I am preparing a session for my team on threading and locking in Python and I've run into a situation I don't fully understand.
In the code below, I'm computing hashes of many (1000) large strings (100k+ chars) using Thread pool in Python (pool of 20). The hashes are then stored in the dictionary digest
, and so I use locking when writing to the dictionary (I think that may not actually be necessary - but let's suppose it is and we need to lock).
The version A) does the expensive hash computation within the lock statement, version B) does it before acquiring the lock, and then only updates the dictionary with the result in the critical section.
import threading
import time
from multiprocessing.pool import ThreadPool
import hashlib
# A) computation is within the lock statement
lock = threading.Lock()
digests = {}
def compute_digests(x):
s = '*'*(x + 100000) # generate some big string
with lock:
digests[x] = hashlib.sha256(f'{s}'.encode()).hexdigest()
tic = time.time()
ThreadPool(20).map(compute_digests, range(1000))
toc = time.time()
print(f'Computation in locked area: {toc - tic}s')
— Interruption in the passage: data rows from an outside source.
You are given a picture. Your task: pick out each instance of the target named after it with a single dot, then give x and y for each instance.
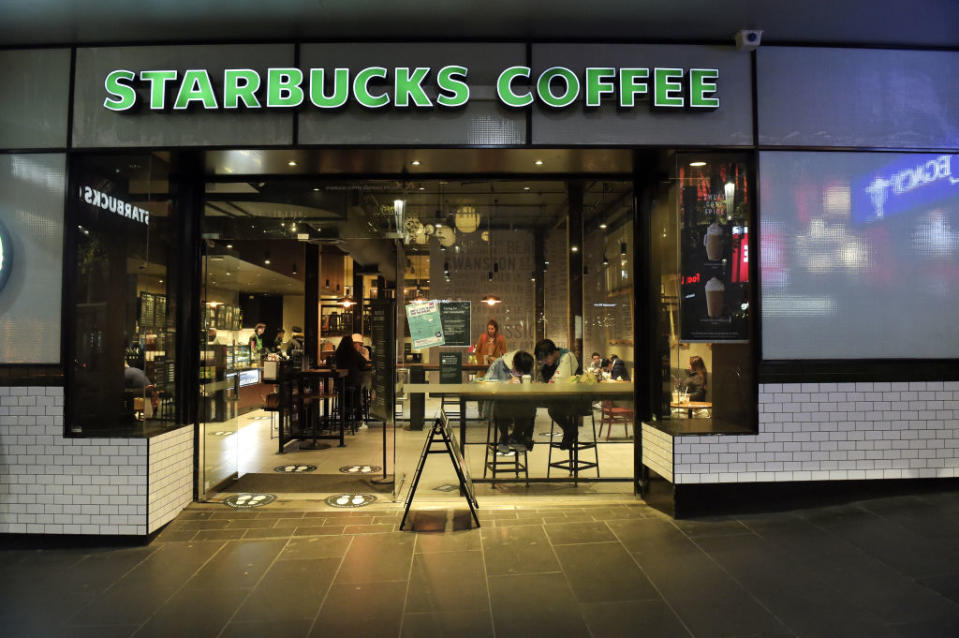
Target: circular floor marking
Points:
(294, 468)
(360, 469)
(350, 500)
(247, 501)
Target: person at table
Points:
(294, 347)
(491, 344)
(556, 365)
(257, 349)
(596, 362)
(347, 358)
(521, 414)
(696, 379)
(617, 369)
(278, 341)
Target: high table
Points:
(539, 393)
(299, 380)
(418, 375)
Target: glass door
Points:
(222, 359)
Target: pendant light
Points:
(491, 299)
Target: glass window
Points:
(701, 240)
(31, 257)
(121, 369)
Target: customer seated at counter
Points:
(617, 369)
(511, 367)
(278, 341)
(557, 364)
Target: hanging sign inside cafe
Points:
(375, 87)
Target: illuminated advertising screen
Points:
(859, 255)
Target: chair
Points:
(505, 465)
(614, 414)
(573, 464)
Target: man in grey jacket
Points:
(520, 413)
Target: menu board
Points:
(426, 327)
(383, 319)
(714, 263)
(451, 367)
(455, 316)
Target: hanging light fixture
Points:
(491, 299)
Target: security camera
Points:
(748, 39)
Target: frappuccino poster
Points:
(714, 263)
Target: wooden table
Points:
(298, 379)
(539, 393)
(418, 375)
(692, 405)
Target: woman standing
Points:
(696, 379)
(491, 344)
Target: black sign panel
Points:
(455, 317)
(383, 317)
(451, 367)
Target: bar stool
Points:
(573, 464)
(495, 465)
# B) computation is outside of the lock statement
lock = threading.Lock()
digests = {}
def compute_digests(x):
s = '*'*(x + 100000) # generate some big string
digest = hashlib.sha256(f'{s}'.encode()).hexdigest()
with lock:
digests[x] = digest
tic = time.time()
ThreadPool(20).map(compute_digests, range(1000))
toc = time.time()
print(f'Computation outside of locked area: {toc - tic}s')
The results are:
Computation in locked area: 0.41937875747680664s
Computation outside of locked area: 0.10702204704284668s
In other words, option B) is faster. That may seem intuitive given that we moved the expensive computation outside of the locked block of code, however, based on what I read, Python is single threaded anyway and the ThreadPool
only gives appearance of doing work in parallel - whereas in reality only one computation runs at any moment. In other words, I would expect the Global Interpreter Lock to be the bottleneck, but somehow, there is a substantial speedup with version B)!
So the question is, where is that speedup coming from? Is that something to do with the implementation of sha256 (that perhaps sleeps somewhere)?
Python is not single threaded. It uses normal system threads as any C++ or Java code would. The difference is the global interpreter lock (GIL) which can be released by inner C code such as hashlib, while running pure Python code forces a single thread to execute at a time.
In this case, the interpreter would be free to run different code but you forced it not to with the lock.